We had no case of clinically evident anastomotic dehiscence. This is similar to what was reported by Sule et al8 in their series. In their randomised controlled study, Santos et al6 did not find any significant difference in anastomotic dehiscence rates whether the bowel was prepared or not before elective colon resection. There has also been reports of serious electrolyte disturbance from bowel preparation particularly in elderly patients.13 This is similar to our experience with the only patient who had antegrade intra-operative lavage. She was an 85-year-old known hypertensive. She developed persistent hypokalaemia with ileus, symptomatic hypocalcaemia, diarrhoea and eventually died 28 days after surgery.

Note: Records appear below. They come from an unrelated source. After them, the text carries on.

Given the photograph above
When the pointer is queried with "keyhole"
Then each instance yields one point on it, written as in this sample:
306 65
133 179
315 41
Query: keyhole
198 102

The operative mortality rate in published works reviewed ranged from 0 to 21.4%. It increases with the age of the patient, the presence of co-morbid diseases and is particularly high for cases of ileosigmoid knotting and when gangrene has ensued. In their study in Guinea, Baragani et al14 recorded a mortality of 21.4% in the presence of gangrene as against 5.8% without gangrene. Only few of these arise directly as a result of complication related to the colonic surgery. We had an overall mortality of 12.5%. These were from respiratory failure, electrolyte imbalance and overwhelming sepsis. In the absence of gangrene a preliminary endoscopic detortion would possibly have allowed for adequate pre-operative preparation, a planned surgery and possibly better chance of survival than we had for the elderly patients who died in this series.

In conclusion, primary resection and anastomosis of the colon without faecal diversion for acute sigmoid volvulus is safe and can be accomplished without any mechanical bowel preparation. The general condition of very ill patients should be optimised before surgery. The presence of gangrene of the bowel worsens prognosis.